Streaming

Set "stream": true on any chat completions call and the response becomes a Server-Sent Events stream.

POST/v1/chat/completions

Wire format

The response uses Content-Type: text/event-stream. Each chunk is a line prefixed with data: followed by either a JSON object or the literal string [DONE]:

data: {"id":"chatcmpl-abc","object":"chat.completion.chunk","created":1700000000,"model":"gpt-4o-mini","choices":[{"index":0,"delta":{"role":"assistant","content":""},"finish_reason":null}]}

data: {"id":"chatcmpl-abc","object":"chat.completion.chunk","choices":[{"index":0,"delta":{"content":"Hello"},"finish_reason":null}]}

data: {"id":"chatcmpl-abc","object":"chat.completion.chunk","choices":[{"index":0,"delta":{"content":" there"},"finish_reason":null}]}

data: {"id":"chatcmpl-abc","object":"chat.completion.chunk","choices":[{"index":0,"delta":{},"finish_reason":"stop"}]}

data: [DONE]

Chunks are separated by a blank line. The first chunk usually contains the role. Subsequent chunks contain delta.content fragments to concatenate. The penultimate chunk has the final finish_reason. The literal data: [DONE] line terminates the stream.

Concatenating

Build the assistant message by appending every delta.content:

let text = "";
for await (const chunk of stream) {
  text += chunk.choices[0]?.delta?.content ?? "";
}

For tool calls, deltas arrive on delta.tool_calls[i].function.arguments and may split a single JSON value across many chunks — buffer until the stream ends, then parse.

Finish reasons

The final chunk carries finish_reason:

Value	Meaning
`stop`	The model emitted an end-of-turn token, or hit a stop sequence.
`length`	The completion hit `max_tokens`.
`tool_calls`	The model wants to call a tool. Continue the conversation with the tool result.
`content_filter`	An upstream safety filter cut the response.

stop is the only "clean" termination from a generation standpoint — the others are signals to act.

Reconnecting

There is no resume protocol. If the stream drops mid-response (network blip, proxy timeout, runtime idle-out), the partial output is lost. Your options:

Re-request the full prompt. Simplest. You'll pay for the prompt tokens again.
Cache by request id. Save chunk.id from the first chunk. On retry, send the prompt again and dedupe by id in your app layer.

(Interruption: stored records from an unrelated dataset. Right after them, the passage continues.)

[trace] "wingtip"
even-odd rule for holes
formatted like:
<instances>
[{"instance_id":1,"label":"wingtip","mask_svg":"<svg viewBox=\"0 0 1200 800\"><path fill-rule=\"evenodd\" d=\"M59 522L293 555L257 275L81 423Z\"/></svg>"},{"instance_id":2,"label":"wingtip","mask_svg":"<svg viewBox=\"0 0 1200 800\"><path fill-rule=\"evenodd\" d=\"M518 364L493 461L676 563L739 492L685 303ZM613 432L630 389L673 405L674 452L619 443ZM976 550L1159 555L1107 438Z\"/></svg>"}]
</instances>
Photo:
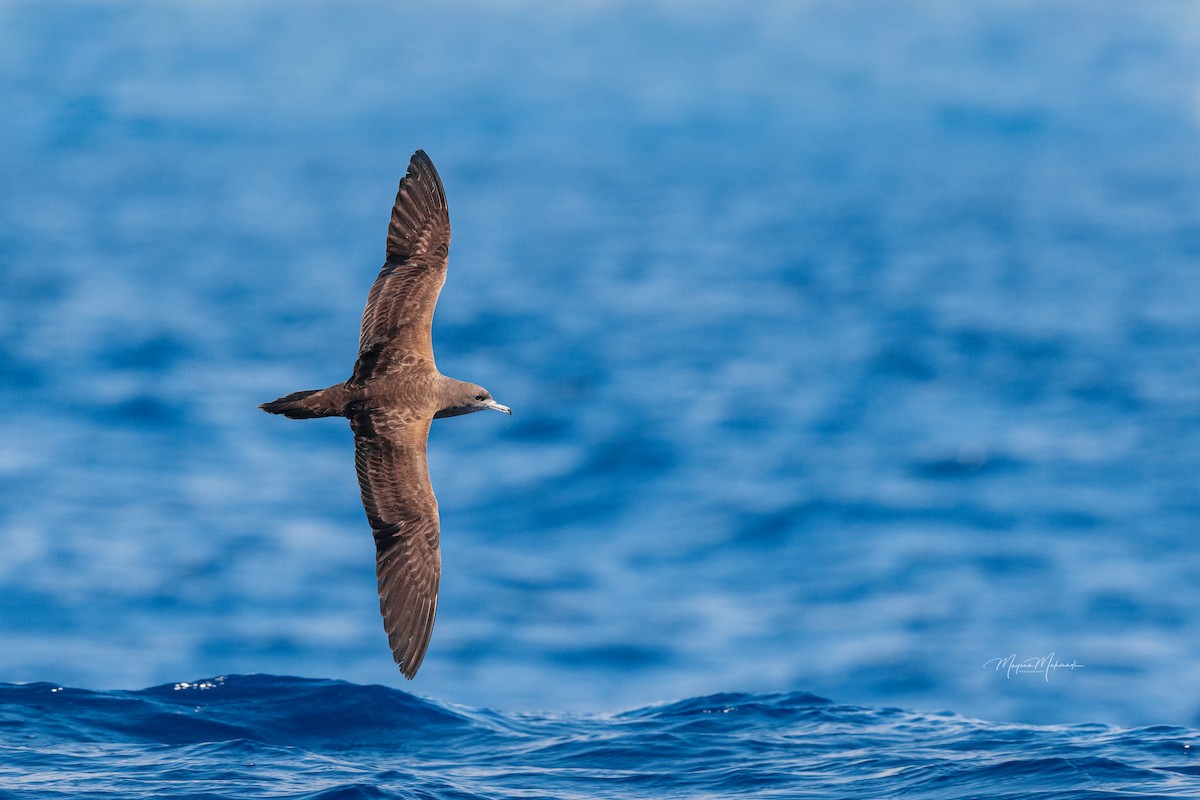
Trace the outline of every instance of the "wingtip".
<instances>
[{"instance_id":1,"label":"wingtip","mask_svg":"<svg viewBox=\"0 0 1200 800\"><path fill-rule=\"evenodd\" d=\"M421 662L425 660L425 653L423 651L409 653L407 658L404 654L394 653L393 657L396 659L396 666L399 668L400 674L411 681L417 677L417 670L421 668Z\"/></svg>"},{"instance_id":2,"label":"wingtip","mask_svg":"<svg viewBox=\"0 0 1200 800\"><path fill-rule=\"evenodd\" d=\"M417 172L433 173L434 177L437 178L438 186L439 187L441 186L442 179L441 179L441 176L438 175L437 167L435 167L433 165L433 159L431 159L429 157L428 153L426 153L424 150L420 150L420 149L418 149L415 153L413 153L412 158L410 158L408 160L408 173L407 174L413 175ZM445 190L443 189L441 191L441 193L444 194Z\"/></svg>"},{"instance_id":3,"label":"wingtip","mask_svg":"<svg viewBox=\"0 0 1200 800\"><path fill-rule=\"evenodd\" d=\"M388 223L387 260L404 261L426 248L440 252L444 258L449 244L446 188L433 161L424 150L418 150L409 159L408 170L396 190Z\"/></svg>"}]
</instances>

For interactive UIs, surface the disconnect to the user rather than auto-retrying silently — the second response may diverge from the first.

Heads up

Aborting a stream mid-response does not cancel the upstream generation in every case. You are billed for the tokens the model actually generated, not the bytes you read.

Common pitfalls

Buffering proxies. Some serverless platforms hold the response until the connection closes. Test in your actual runtime, not on localhost only.
Native fetch without streaming. If you use await response.json(), you collapse the stream to a single object. Use response.body.getReader() or the OpenAI SDK's stream: true mode.
JSON across chunk boundaries. Each data: line is one complete JSON object — never a partial one. Parse line-by-line, not character-by-character.